– Касательно чего?
– В глубине души вы уверены, что Невилл жив?
Шерлока Холмса это вопрос как будто смутил.
– Будьте откровенны! – потребовала она, стоя на каминном коврике и проницательно глядя сверху вниз на моего друга, откинувшегося в плетеном кресле.
– Если откровенно, сударыня, то нет.
– Вы думаете, что он мертв?
– Да.
– Убит?
– Этого я не сказал, но возможно.
– И в какой день он встретил свою смерть?
– В понедельник.
– Тогда, быть может, мистер Холмс, вы будете столь любезны объяснить мне, каким образом я могла сегодня получить от него письмо?
Шерлок Холмс вскочил из кресла, будто гальванизованный.
– Как! – вскричал он.
– Да, сегодня. – Она стояла, улыбаясь, помахивая в воздухе листком бумаги.
– Могу я взглянуть?
– Разумеется.
Он прямо-таки выхватил у нее листок, столь велико было его нетерпение, разгладил его на столе, пододвинул лампу и внимательно его изучал. Я также встал и наклонился над плечом моего друга. Конверт был из грубой бумаги со штемпелем Грейвсендской почты, датированным этим самым днем, или, вернее, вчерашним, так как время заметно перевалило за полночь.
– Малограмотный почерк! – пробормотал Холмс. – Конечно же, он не может принадлежать вашему мужу, сударыня?
– Да. В отличие от записки.
– Мне также ясно, что надписывавший конверт прервался, чтобы справиться об адресе.
– Почему вы так считаете?
– Фамилия, как вы видите, написана абсолютно черными чернилами, которые затем высохли.
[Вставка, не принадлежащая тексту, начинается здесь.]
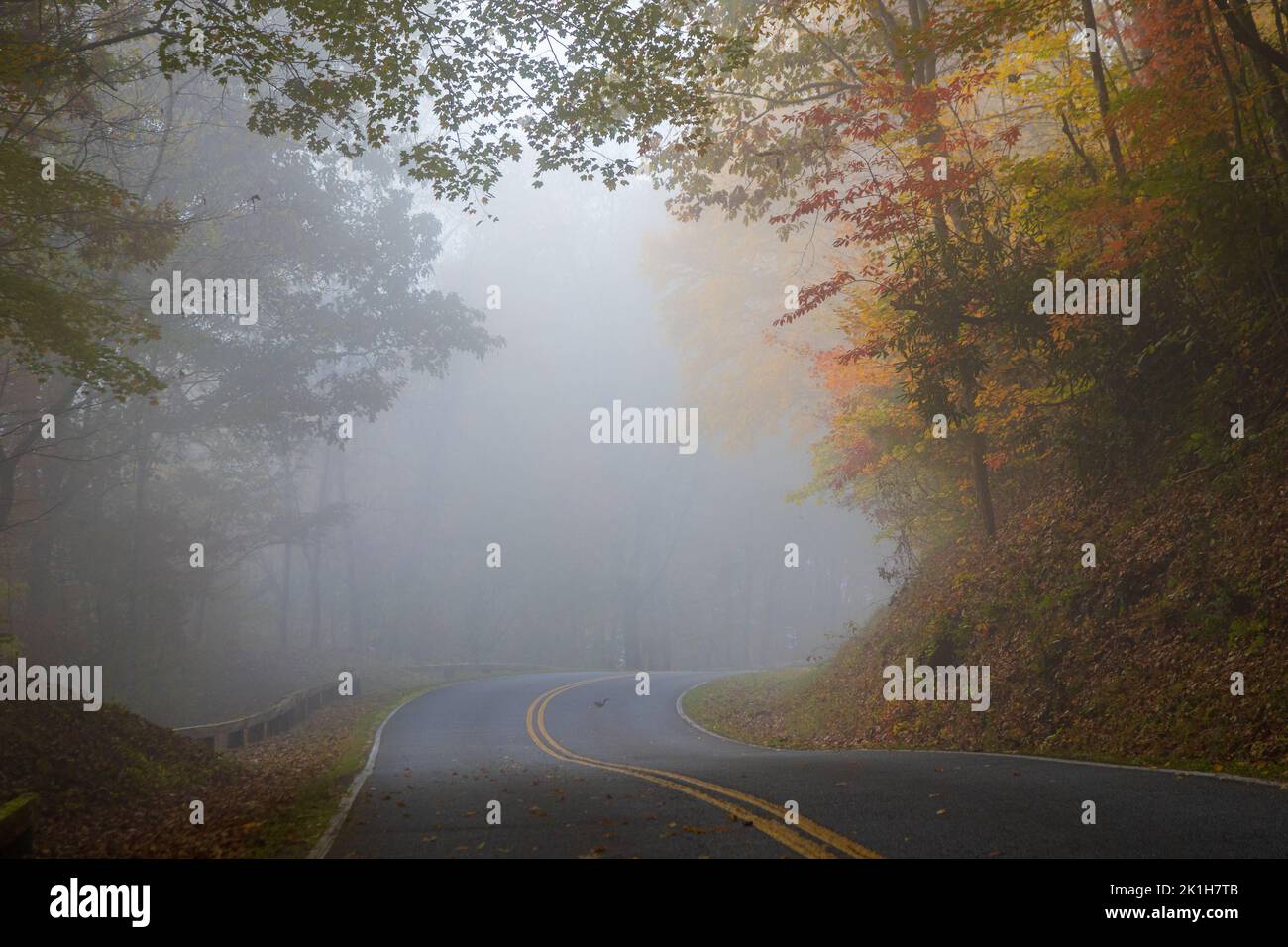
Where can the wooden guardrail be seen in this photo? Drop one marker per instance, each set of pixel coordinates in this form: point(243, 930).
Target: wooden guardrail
point(279, 718)
point(294, 707)
point(17, 825)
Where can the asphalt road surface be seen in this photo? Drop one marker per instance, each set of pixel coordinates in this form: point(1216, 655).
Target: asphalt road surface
point(583, 767)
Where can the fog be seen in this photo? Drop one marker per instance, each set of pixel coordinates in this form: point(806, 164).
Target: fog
point(390, 460)
point(610, 554)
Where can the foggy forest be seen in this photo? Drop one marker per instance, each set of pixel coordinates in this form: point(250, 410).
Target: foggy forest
point(407, 406)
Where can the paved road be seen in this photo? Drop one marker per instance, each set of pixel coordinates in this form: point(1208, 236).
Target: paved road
point(632, 779)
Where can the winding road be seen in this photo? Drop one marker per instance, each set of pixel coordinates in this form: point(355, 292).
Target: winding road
point(583, 767)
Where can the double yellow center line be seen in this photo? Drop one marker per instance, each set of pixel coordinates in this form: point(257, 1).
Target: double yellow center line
point(807, 839)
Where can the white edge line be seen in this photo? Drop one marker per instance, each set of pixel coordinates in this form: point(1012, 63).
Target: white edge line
point(333, 831)
point(679, 709)
point(1232, 777)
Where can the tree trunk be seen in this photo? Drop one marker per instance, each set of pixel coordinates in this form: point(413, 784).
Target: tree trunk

Все прочие слова имеют сероватый оттенок, из чего следует, что их промокнули. Если бы все слова писались подряд, то после промакивания ни единое не осталось бы совершенно черным. То есть писавший прервался, когда перешел к адресу, из чего следует, что он его не знал. Разумеется, это пустяк, но нет ничего важнее пустяков. А теперь займемся письмом! Ха! В конверт было что-то вложено!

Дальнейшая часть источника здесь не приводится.